Basketball league has improved RCI
To the editor:
Roxbury Correctional Institution in Hagerstown, Sgt. Mills and myself, a Life for Lifers Group member, co-founded the Tier-Ball Basketball League with the support of Athletic Director B. Coulter. In this league, incarcerated American citizens must learn to put their issues and differences aside if they want to play basketball, since in this league the men must play with others who are housed on the same tier.
Now, Sgt. Poffenberger is in charge of the league and is taking the league to its ultimate championship level by allowing the winners of each housing unit to play a single-game, elimination round to determine an overall champion. This is being done to reward the positive efforts of these men and to encourage these same men to use the same spirit in all other aspects of their lives to make better choices in the future.
This is another example of the vision, influence and encouragement that RCI Warden Gregg L. Hershberger and Assistant Warden Keith Lyons are having on their staff in a continuing effort of reinforcing positive behavior in the ongoing task of citizenship building. Not one of the nearly 300 participants in the tier-ball basketball league has been involved in any disruptions to the normal operations of the prison.
Various self-help groups have joined with the current RCI administration to help change the mind-set of those who have made mistakes, so as to make better choices in the future, avoiding the revolving door of prison.
The atmosphere at RCI has become more about rehabilitation than the warehousing of yesterday. Incarcerated American citizens are now thinking of others and how their actions affect others. As a result, the prison confines is a safer and positive environment for change.
Roxbury Correctional Institution
Black history celebration was wonderful, but museum needs community support
To the editor:
The City of Hagerstown should be proud of the event that took place on Feb. 26. Kudos to former Hagerstown Councilwoman Alesia Parson-McBean and the Friends of the Doleman Black Heritage Museum for producing a wonderful day of remembrance with its second Celebration of Black History Month at the Maryland Theatre.
A program of this quality is normally reserved for the metropolitan area and with a much heftier price tag.
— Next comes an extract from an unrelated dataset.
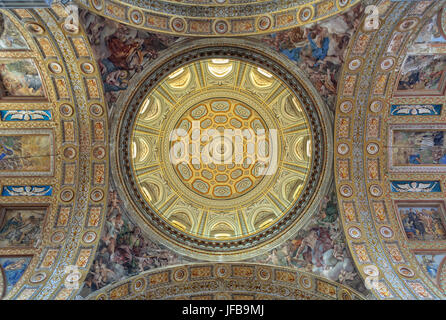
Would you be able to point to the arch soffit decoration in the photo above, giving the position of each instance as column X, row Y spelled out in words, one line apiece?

The performance of Taia Collins of South Hagerstown High, and Niki Perini was a great addition to the program and having Councilwoman Helen Holton as mistress of ceremony and showcasing the outstanding Morgan State University Choir just lends to the statewide appeal and support the Doleman Black Heritage Museum is able to attract.
Time is of the essence and the Doleman Black Heritage Museum needs the support of its municipal leaders and the community at large. The preservation of African-American history in Washington County should not be allowed any further decay.